(The following post was originally intended as a personal profile post, but let's just say that this is very clearly longer than 420 characters. Feel free to PM me for more details. -bdt2002)
Hello, everyone. It's me again. This is my first time posting on the forums in any way since I announced my leave of absence, so to speak. It's hard to say when I'll fully be back to my usual self just yet, but I've figured for a few days now that some updates are needed.
First and foremost, I want to address why I left. The month of April was, to put it lightly, a very stressful time for me this year. During the week leading up my announcement on the 14th, I was going through what I'd best describe as "an intense mood shift where I wasn't feeling like myself". Among other issues, my grades in a particular class or two were starting to slip, and I was also starting to show signs of mild aggression towards other people. Normally, this alone would not have warranted my decision to leave these forums altogether. On paper, I could just talk about it once or twice, take a break from the Internet until I'm in a better spot, and then come back later. Things were not that straight forward, unfortunately. I needed more than just a break from everything that was going on. I also needed to isolate myself from the sources of this strange behavior. It eventually came to my attention that my increasingly sad feelings towards the Pokémon franchise were but one of the many things I was irrationally dwelling about all the time, something I've been guilty of to this day. In other words, I cut myself off of more than just these forums for a good portion of the month of April, in some cases even going as far back as the second half of March if you want took at it the way I did.

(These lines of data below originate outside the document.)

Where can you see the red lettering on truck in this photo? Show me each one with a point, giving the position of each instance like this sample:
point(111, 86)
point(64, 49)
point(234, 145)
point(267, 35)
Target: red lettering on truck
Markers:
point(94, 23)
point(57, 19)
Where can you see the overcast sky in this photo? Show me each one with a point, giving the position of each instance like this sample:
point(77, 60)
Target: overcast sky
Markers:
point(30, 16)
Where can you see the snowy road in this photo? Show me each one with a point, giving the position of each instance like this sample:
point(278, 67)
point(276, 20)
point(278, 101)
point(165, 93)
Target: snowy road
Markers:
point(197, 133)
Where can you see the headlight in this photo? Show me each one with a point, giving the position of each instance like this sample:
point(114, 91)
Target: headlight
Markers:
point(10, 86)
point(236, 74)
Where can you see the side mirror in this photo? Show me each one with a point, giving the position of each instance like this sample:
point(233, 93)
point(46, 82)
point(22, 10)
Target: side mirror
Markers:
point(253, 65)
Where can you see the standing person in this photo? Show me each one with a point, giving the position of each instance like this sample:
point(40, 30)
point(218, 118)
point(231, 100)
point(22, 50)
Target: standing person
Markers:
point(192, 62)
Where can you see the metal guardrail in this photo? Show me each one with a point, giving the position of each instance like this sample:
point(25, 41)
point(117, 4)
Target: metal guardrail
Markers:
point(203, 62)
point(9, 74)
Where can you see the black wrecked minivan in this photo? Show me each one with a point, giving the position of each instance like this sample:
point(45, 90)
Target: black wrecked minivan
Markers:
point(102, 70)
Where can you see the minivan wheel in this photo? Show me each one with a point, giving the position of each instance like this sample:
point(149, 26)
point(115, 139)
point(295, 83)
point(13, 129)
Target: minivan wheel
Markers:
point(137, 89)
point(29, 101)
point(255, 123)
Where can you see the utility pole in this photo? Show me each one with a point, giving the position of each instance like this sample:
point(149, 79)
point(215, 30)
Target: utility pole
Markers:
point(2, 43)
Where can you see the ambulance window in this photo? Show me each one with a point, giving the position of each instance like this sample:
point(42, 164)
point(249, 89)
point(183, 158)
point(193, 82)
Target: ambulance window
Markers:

Second, I'd like to address why I'm still hesitant about coming back to this community. The issues are nothing any of you did wrong, not by any stretch of the imagination. I hate to sound so cliché at a time like this, but it really is just me this time who needs personal improvement. Ever since my later-then-usual introduction to Generation 4 in 2010, all the way back in the third grade, Pokémon has shaped my ways of thinking- and even my ways of life- in more ways than I could have ever imagined. It's been a childhood dream of mine to feel like I have my place of belonging in this fanbase. Feeling welcomed was one thing, but at the time, I wanted nothing more than for a group of people, literally anyone, to acknowledge that I could be- and was- a part of their community. Almost a dozen years have passed since then, and all I've felt in the past five years or so is the opposite feeling. Instead, I found that my interest in the series was dropping much faster than other childhood hobbies.
I'll end this post off by saying this. We're all very different people than who we choose to be online, and not a single one of us will ever achieve perfection. For a while now, I feel as if I've been trying too hard as a Pokémon fan to feel that sense of belonging I described earlier. If that's the kind of fan- let alone the kind of person- that I'm going to become in real life, I would rather not be a Pokémon fan at all. This, in turn, is why I feel more hesitant than ever before both about my time in the Smogon Forums and as a Pokémon fan in general.